The Fight for Rapa Nui l 101 East
Can the Easter Island’s indigenous Rapa Nui win the battle for independence from Chile to protect their land and culture?
The famed monolithic Moai statues in Easter Island are symbols of the land’s mysterious past.
Centuries ago, the Rapa Nui, a people of Polynesian descent, faced the threat of extinction as the island was on the brink of ecological collapse.
In 1888, Chile annexed the South Pacific Island but until 1953 it allowed a Scottish company to manage the island as a giant sheep ranch. While the sheep roamed freely, the Rapa Nui were confined to the town. They revolted in 1964, obtaining Chilean citizenship and the right to elect their own mayor.
Now, Chilean colonisers are threatening to wipe the indigenous culture out of existence. A wave of recent immigration to the South Pacific Island means that two out of every three inhabitants are from mainland Chile.
The government of Chile says it is committed to a four-year, $60million-development plan for the island. New luxury hotels are wooing rich Chileans into town, a glimpse of what critics say will foster an income gap. Chilean migrants come to the island in part because of tax exemption. Tourists and mainland Chileans flock to Easter Island to enjoy the beaches on one of the world’s most remote islands.
But among the Rapa Nui people, calls for independence are growing louder and protests in the past year have turned bitter and violent.
Inspired by a wave of Polynesian islands obtaining certain degrees of political autonomy, the Rapa Nui are demanding rights to govern their land. Leviante Araki, president of the self-styled Rapa Nui Parliament, a pro-independence organisation, has challenged Chilean rule and is taking the fight to the mainland courts to seek independence.
Last year, the Rapa Nui Parliament “crowned” Valentino Riroroko Tuki, the 81-year-old grandson of the last monarch, as the new king, an indication to Chile that it wants to void the annexation treaty. The 1888 treaty, the Rapa Nui Parliament says, removed the Rapa Nui from their ancestral land and confined their movements.
The Rapa Nui want better healthcare, proper basic infrastructure like water and electricity and preservation of their culture.
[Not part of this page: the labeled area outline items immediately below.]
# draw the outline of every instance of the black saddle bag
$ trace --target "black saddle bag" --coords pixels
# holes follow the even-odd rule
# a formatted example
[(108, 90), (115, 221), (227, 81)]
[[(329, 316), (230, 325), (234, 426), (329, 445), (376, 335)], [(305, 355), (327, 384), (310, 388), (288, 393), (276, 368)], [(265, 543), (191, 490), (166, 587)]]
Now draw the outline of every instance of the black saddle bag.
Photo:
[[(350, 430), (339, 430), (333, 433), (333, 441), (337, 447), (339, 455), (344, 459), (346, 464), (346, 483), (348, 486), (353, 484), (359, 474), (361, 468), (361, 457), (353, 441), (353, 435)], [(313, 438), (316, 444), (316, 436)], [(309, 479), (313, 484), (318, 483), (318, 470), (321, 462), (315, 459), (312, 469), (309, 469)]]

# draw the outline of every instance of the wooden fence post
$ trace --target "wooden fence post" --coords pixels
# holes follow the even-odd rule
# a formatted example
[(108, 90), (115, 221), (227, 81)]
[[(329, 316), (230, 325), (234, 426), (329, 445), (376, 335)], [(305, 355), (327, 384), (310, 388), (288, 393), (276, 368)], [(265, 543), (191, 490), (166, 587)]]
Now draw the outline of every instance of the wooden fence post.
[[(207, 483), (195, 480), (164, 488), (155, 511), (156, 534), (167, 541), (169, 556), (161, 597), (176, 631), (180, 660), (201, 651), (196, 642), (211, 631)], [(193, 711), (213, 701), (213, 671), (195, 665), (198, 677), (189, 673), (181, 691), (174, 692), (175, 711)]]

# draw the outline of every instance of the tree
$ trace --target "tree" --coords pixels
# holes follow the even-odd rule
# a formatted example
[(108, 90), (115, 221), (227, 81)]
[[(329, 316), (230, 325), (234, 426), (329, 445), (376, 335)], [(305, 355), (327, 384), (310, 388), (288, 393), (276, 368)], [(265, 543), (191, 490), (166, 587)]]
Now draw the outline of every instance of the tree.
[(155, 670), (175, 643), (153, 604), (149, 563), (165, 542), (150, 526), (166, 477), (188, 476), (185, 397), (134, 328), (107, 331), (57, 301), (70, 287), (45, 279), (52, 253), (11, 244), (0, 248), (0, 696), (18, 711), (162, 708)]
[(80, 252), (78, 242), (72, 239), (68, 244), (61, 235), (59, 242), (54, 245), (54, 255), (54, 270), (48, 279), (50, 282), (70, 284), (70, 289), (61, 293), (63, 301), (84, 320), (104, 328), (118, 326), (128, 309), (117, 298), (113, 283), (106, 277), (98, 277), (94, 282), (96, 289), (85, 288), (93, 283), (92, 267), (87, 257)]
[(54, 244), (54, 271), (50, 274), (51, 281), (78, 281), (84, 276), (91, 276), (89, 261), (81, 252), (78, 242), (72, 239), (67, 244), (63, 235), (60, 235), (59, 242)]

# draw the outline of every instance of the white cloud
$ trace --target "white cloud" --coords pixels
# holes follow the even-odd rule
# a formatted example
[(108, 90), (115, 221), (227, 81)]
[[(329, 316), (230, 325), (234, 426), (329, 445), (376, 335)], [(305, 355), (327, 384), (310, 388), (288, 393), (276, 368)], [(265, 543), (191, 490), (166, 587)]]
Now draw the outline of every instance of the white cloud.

And they are taking their cause to the international level.
Rapa Nui squatters like Lorenzo Tepano, a fisherman who with his wife, lives in a wooden shack in the Rapa Nui National Park, refuses to move. He wants to stay in what he claims is his own land.
In 2010, the dissension came to a head when Chilean security forces violently evicted the prominent Hitorangi clan and Tuko Tuki clan who had occupied buildings and sites, claiming the land belongs to them. Armed Chilean troops and police reportedly opened fire on unarmed Rapa Nui civilians and left protesters with blood-stained wounds. The captured images drew admonition from the United Nations over the use of force to resolve the island’s problems. But the Chilean president defended the evictions saying that the forces did the necessary to maintain public order.
However, not all Rapa Nui are supporting the movement. Alberto Hotus, the head of the Council of Elders, maintains that the islanders depend on Chile for food, telecommunications and healthcare.
“If we cut ties to Chile, we will return to eating pasture,” he says.
Carlos Llancaqueo, Chile’s commissioner to Easter Island, is cautious in his approach, saying that the authorities are preparing proposals to give the Rapanui more control over the land’s finances. He also says that officials are moving ahead to improve the power grid, portable water systems and education in both the Rapa Nui language and Spanish.
So, will the Rapa Nui win the fight against the Chilean colonisers?